A comienzos de la próxima semana, el alto mando de la Alianza Atlántica dará por finalizada su “misión humanitaria” en Libia. La guerra, pues hay que llamar las cosas por su nombre – la intervención en Libia ha sido una de la peores guerras coloniales de la era moderna – acaba con la caída y el más que humillante asesinato del dictador Gadafi, poniendo en entredicho las “altruistas” motivaciones de Occidente y su peculiar interpretación del vocablo “ética” a la hora de avalar los escasos, sino inexistentes valores humanos de los detractores del tirano. Curiosamente, esta vez nadie se atrevió a afirmar que “la muerte de Gadafi es el triunfo de la democracia”. Porque no se puede hablar de democracia en este país-yacimiento de petróleo, en este territorio sin ley, que los militantes salafistas y sus aliados pretenden convertir en una…”democracia islámica”.
Hace unos meses, cuando los egipcios iniciaron la ocupación pacífica de la cairota plaza Tahrir, un joven periodista me preguntó si los movimientos de protesta registrados en los países árabes eran obra de la cadena de televisión Al Yasira, de las redes sociales o de las fuerzas ocultas que manipulan la información vehiculada a través de los teléfonos Blackburry. Se me ocurrió contestarle que, a mi juicio y parecer, se trataba de un fenómeno mucho más complejo, relacionado con la frustración y el hartazgo de las masas, de unas generaciones incapaces de divisar el porvenir en los escleróticos regímenes autoritarios del soñoliento mundo árabe-musulmán. De hecho, el inesperado éxito de lasa “primaveras verdes” nos permitía albergar la esperanza de cambios espectaculares en el Magreb y el Mashrek. ¿La revolución de Al Yasira? ¡Menudo disparate!
Lo que sí es cierto es que los movimientos reivindicativos seguían el mismo guión, muy parecido, cuando no idéntico al famoso proyecto del “Gran Oriente Medio” ideado es su momento por la Administración Bush. Un proyecto que no llegó a materializarse, puesto que el anterior inquilino de la Casa Blanca parecía más interesado en la seguridad energética de los Estados Unidos que en la posible democratización de las tierras del Islam. Sin embargo, las ideas de Bush fueron llevadas a la práctica -de manera muy torpe- por su sucesor, Barack Obama. En efecto, la “primavera verde” provocó la caída de algunos regímenes pro occidentales del mundo musulmán.
Ni que decir tiene que la desaparición de los dictadores “amigos” plantea varias incógnitas a los gobernantes europeos.

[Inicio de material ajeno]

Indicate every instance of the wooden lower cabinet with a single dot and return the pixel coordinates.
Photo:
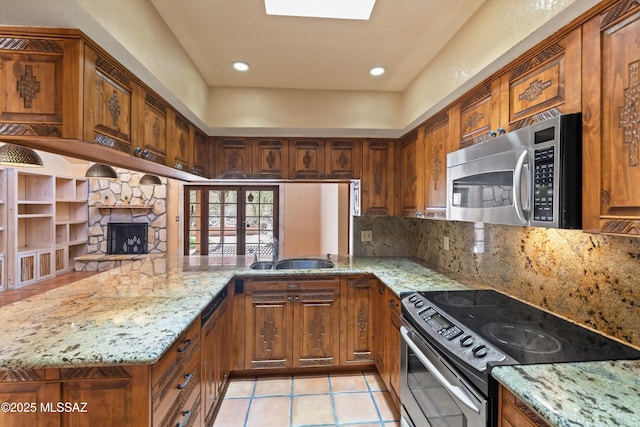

Conviene preguntarse si los radicales islámicos – Hermanos Musulmanes, An Nahda, movimiento salafista, etc. – que se limitaron a observar sin inmutarse la rebelión de las masas, no acabarán haciéndose con Gobiernos emanantes de las protestas, si las “primaveras verde” no desembocarán en un sinfín de “democracias islámicas”, más propensas a aplicar a rajatabla la ley islámica (Shariá) que implantar y/o acatar los derechos humanos. El temor a la radicalización de los países musulmanes empieza a adquirir carta de naturaleza en algunas capitales del Viejo Continente. En efecto, a Washington las implicaciones geoestratégicas de la “democracia islámica” le afecta en menor medida.
Los politólogos occidentales han confeccionado la lista de las futuras “democracias”. Se trata de Egipto, Gaza, Líbano, Libia, Siria, Túnez y…Turquía, países donde, según la jerga periodística anglosajona, podrían afianzarse los islamistas “moderados”. ¿Moderados? Extraño concepto, éste… ¿Cuándo se habló de “comunismo moderado” o de “democracia cristiana moderada”? ¿Cuándo se habló de militantes políticos o religiosos moderados?
El islamismo político que salga victorioso de las urnas será, sin duda, la avanzadilla del llamado Islam revolucionario. No hay que temerlo ni aborrecerlo; es preciso tratar de comprender y asimilar el fenómeno, generado por el Departamento de Estado de la era Bush con el apoyo militar de la OTAN. Nos toca a nosotros, europeos, buscar vías de cohabitación. Algo que, sin duda, no resultará excesivamente sencillo.